Fusion is facilitated by decorticating all exposed bony elements provided they are present. Interspinous ligaments should be resected to facilitate fusion between these bony surfaces. Nosotros recommend that large amounts of autologous os graft, harvested from the iliac crest, should be placed over the exposed surfaces. Utilise of allograft bone should exist reserved for cases where autologous bone is not bachelor due to diverse medical reasons. On the other hand, allograft bone, demineralized bone matrix (DBM) and recombinant growth factors can be used alone as an alternative or in combination with autograft. Yet, none of these substitutes provide all three basic backdrop of autograft bone. Bone morphogenetic proteins (BMP) have excellent osteoinductive activity as noted in both preclinical beast studies and in homo trials.34 Nonetheless, some authors take suggested that large doses of BMP have been required to induce adequate bone formation in humans.35 Another concern with BMP is that a single dose of the recombinant protein may non be sufficient for an adequate osteoinductive response, especially in cases where there is compromised bone stock and vascularity.36 The cost of BMP is as well very high. Probably the biggest concern for BMP is the excessive and uncontrolled bone growth. Lately there has been a lot of interest in the use of bone marrow as an adjunct to the spinal fusion procedure forth with autograft or allograft. In 1998, Connolly reported fourscore% healing rate for numerous skeletal healing problems using marrow grafting.37

Recently, the use of osteoblast progenitor cells separated from the patient'due south bone marrow has shown promising results. The technique provides a less invasive method to augment local bone graft, allograft and osteoblast progenitor cells at the fusion site to achieve successful fusion.

It is our exercise to adopt the posterior arroyo for patients with ASIA Class A injuries. This avoids the additional morbidity of the anterior approach. Resection of i or more pedicles may assist to facilitate the decompression as well.
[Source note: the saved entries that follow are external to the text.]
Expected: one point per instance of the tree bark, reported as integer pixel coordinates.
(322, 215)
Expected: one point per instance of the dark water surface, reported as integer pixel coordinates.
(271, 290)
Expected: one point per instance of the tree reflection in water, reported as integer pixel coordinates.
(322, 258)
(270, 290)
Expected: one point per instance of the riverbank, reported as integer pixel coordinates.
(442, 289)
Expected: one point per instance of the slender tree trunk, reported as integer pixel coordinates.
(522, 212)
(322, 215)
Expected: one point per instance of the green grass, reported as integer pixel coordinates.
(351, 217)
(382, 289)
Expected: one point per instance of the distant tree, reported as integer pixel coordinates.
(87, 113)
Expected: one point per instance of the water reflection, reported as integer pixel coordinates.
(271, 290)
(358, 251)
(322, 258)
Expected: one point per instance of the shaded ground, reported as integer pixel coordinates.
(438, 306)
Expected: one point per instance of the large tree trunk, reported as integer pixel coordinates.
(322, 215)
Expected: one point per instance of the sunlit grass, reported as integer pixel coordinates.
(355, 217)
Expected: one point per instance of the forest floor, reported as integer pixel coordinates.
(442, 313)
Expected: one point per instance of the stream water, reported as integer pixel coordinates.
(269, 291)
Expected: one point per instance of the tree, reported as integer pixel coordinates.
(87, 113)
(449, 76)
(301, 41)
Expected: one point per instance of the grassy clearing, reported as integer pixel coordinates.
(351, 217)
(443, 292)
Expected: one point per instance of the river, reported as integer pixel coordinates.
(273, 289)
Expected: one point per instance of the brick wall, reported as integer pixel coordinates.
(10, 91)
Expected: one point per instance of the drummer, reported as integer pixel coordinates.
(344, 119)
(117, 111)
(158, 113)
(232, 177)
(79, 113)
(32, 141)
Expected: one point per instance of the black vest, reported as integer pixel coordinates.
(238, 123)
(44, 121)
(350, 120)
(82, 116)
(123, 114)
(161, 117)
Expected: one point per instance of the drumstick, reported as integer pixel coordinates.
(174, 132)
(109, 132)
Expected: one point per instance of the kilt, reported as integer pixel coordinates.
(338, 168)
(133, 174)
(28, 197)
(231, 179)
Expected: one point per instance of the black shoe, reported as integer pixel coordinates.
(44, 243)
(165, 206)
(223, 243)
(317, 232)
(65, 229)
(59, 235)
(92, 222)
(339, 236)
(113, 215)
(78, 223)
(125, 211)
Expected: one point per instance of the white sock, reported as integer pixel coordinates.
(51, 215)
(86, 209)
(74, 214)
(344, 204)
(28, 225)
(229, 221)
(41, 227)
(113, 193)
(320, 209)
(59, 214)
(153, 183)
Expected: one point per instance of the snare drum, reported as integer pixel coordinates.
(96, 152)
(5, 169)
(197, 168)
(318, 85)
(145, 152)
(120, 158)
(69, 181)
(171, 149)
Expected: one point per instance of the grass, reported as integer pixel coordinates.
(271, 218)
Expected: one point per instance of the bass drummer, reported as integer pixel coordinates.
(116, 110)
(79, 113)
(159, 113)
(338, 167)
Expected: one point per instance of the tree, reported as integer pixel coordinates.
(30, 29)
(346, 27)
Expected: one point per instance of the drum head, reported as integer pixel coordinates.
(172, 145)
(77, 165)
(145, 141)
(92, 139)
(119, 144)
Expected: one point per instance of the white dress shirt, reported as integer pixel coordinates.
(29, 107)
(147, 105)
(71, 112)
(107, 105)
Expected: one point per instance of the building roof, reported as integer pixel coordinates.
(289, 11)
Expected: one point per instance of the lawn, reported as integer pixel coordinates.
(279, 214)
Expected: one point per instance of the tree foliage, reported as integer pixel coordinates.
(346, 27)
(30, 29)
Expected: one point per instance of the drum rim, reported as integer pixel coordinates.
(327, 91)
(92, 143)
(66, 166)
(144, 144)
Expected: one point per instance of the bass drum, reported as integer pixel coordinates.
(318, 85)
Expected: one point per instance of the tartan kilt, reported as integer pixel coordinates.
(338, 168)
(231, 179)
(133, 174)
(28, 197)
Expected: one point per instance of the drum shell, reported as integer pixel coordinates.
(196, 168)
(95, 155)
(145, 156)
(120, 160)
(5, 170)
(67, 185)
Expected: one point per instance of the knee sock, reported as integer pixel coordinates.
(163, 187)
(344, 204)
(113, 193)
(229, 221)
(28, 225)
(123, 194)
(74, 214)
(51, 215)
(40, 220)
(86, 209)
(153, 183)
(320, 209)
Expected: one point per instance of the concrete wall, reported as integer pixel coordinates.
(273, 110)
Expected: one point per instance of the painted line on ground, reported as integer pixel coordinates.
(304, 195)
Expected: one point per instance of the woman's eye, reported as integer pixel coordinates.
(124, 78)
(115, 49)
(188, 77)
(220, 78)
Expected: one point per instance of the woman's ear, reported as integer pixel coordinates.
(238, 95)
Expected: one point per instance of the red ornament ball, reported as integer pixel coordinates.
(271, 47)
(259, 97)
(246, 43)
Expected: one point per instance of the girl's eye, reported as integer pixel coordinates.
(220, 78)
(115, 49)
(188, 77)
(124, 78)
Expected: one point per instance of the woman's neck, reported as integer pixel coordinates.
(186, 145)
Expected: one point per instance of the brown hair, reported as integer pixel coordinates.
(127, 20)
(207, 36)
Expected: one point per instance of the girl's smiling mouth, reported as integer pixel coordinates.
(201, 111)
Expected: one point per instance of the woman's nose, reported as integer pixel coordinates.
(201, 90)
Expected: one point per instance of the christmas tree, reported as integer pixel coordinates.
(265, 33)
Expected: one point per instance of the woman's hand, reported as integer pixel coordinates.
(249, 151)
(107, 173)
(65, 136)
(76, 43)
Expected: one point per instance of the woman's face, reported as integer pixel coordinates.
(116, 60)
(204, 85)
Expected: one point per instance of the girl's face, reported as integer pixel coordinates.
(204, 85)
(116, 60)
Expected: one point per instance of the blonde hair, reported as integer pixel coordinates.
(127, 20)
Loss of correction is one of the most common complications of posterior stabilization of thoracolumbar outburst fractures. In these cases, fractures tend to collapse leading to kyphosis. We prefer anterior fixation for such cases. In cases where only posterior instrumentation is undertaken, an boosted level above and below can exist included to resist the forces which favor kyphosis.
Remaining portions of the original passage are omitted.